Upon his return to Cuba, Rolando’s reasonable command of English found a niche in this new economy, at the point naïve tourists and desperate Cubans meet. “Tiene que inventar las cosas” means that you’ve got to do whatever’s necessary to get hard currency. When Rolando wins a foreigner’s trust, he can offer to hook up them up with a wide range of services, from the legitimate end—privately owned restaurants or rooms for rent—to the gray areas—black market cigars and women.

Rolando’s own position is conflicted. He lamented that the government had destroyed society to the point where any women would go to sleep with a foreigner for a price, even as he took advantage of the situation in his profession.

Alberto is Rolando’s alter ego. I first met him at the Capablanca (check) chess club two blocks away from the Florida straight. He quietly trounced me in a game of chess while answering questions about life in Cuba. As a telecommunications engineer for the state corporation, he raises his two children on 700 pesos (or $26) a month. That’s the combined income of he and his wife, a top doctor in her hospital.

With much more at stake in his position, Rolando was understandably less eager to talk than Rolando. Yet over our chess games, I heard a familiar story of the precarious life of a Habanero. It is the story of a Cuban economy squeezed between an embargo and the last idealistic leader in the Western hemisphere. Government rations barely pad a life of essentials in which Alberto and his family have few opportunities for anything but necessities. Of course, the average worker makes only 280 pesos ($10US) a month.

Like Rolando, Alberto is well aware of the alternative. He has foregone the hundred fold salary increase that could await him 90 miles to the north. Locally, there’s the lucrative taxi job with its tips in hard currency from tourists that many highly trained scientists have chosen.

But Alberto has stayed with his skilled job, using his education and training where they’re needed. In exchange, he claims stability, community, and a steady income to support his two children. Like many Cubans I talked with, Alberto talked about the problems of daily life, but did not go so far as to call for regime change. If they did, they would have joined the 3 million that have chosen exile from Cuba since the Revolution 43 years ago.
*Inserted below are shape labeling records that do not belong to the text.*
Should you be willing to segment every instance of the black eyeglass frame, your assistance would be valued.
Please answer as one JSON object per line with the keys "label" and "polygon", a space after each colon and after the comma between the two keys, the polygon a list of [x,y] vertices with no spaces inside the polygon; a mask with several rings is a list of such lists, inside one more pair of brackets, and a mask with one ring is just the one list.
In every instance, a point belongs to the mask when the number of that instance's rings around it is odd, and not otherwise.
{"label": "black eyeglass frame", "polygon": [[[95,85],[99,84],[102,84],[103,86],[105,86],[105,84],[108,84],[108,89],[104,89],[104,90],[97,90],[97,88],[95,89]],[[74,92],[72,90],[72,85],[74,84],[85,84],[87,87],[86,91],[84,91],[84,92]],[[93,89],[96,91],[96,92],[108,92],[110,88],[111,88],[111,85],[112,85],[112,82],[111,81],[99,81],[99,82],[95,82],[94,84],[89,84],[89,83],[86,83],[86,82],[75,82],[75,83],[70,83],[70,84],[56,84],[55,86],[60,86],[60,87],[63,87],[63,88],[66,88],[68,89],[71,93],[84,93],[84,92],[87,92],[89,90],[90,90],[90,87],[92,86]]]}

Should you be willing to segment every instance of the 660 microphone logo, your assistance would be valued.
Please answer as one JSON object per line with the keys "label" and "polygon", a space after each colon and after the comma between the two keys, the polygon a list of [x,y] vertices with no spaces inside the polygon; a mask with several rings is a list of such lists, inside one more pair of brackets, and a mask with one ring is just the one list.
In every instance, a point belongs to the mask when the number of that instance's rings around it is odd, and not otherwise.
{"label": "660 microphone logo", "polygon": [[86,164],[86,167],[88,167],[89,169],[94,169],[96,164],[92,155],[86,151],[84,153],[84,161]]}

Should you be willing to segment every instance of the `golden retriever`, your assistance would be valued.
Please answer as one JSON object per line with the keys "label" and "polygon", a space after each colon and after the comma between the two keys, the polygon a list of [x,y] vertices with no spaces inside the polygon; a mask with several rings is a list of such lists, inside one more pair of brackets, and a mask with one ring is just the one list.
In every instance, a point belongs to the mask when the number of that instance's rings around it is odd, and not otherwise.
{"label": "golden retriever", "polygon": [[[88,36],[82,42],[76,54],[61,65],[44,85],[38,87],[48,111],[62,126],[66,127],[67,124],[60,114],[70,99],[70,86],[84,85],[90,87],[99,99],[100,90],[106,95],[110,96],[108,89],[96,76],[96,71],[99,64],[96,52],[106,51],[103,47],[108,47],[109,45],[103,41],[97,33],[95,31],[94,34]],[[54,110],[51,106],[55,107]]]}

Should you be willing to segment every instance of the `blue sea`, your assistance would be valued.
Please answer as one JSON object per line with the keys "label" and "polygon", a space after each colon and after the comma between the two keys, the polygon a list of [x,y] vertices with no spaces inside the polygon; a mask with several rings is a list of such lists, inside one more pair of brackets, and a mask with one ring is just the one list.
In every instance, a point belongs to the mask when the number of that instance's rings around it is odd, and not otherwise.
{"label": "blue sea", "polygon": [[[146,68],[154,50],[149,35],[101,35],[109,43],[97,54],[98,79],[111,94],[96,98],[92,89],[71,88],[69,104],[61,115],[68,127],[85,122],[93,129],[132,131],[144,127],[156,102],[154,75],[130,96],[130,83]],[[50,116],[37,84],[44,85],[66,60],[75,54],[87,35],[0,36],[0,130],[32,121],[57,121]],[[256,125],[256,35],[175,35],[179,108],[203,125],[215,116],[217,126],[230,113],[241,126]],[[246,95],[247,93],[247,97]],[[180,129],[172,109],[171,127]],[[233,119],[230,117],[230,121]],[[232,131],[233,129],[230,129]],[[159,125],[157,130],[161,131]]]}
After our chess game, Alberto offered me a ride home on the back of his scooter. I clung to his back sheepishly as we puttered through traffic lights and got a taste of what transportation must be like for his family. The common sight of families of three and four perched on a single scooter serves is a metaphor for the balancing act that families in Havana must do daily. The nonchalance with which parents balance their children between each other and at their feet on the scooter’s tiny floors can only come from years of practice and nerves honed by Habana’s traffic patterns.

In Habana, Rolando is branded forever as a Marielista, his deportation back to Cuba pushing him to the very bottom of a “classless” society. He makes up what all good Cubans know as the “anti-social element” or those that refuse to go to Alcoholic’s Anonymous meetings or find a steady job in the state economy. Alberto on the other hand, is the new Cuban man, content to work for the good of the community, not putting himself ahead of the needs of society and committed to his family. It is men and women like him that keep the vast state apparatus together, one shoestring at a time.

Yet if Rolando snags two or three paying customer in a night, he can bring in U.S. currency worth more than Alberto’s entire monthly salary. “We have to survive on the streets” was a constant refrain for Rolando, a coda to his apparent callousness, a justification for his vice.

Someday, I’ll go back to Cuba and find him there, quietly napping in the bus stations, sleeping in hospital lobbies and dark theatres.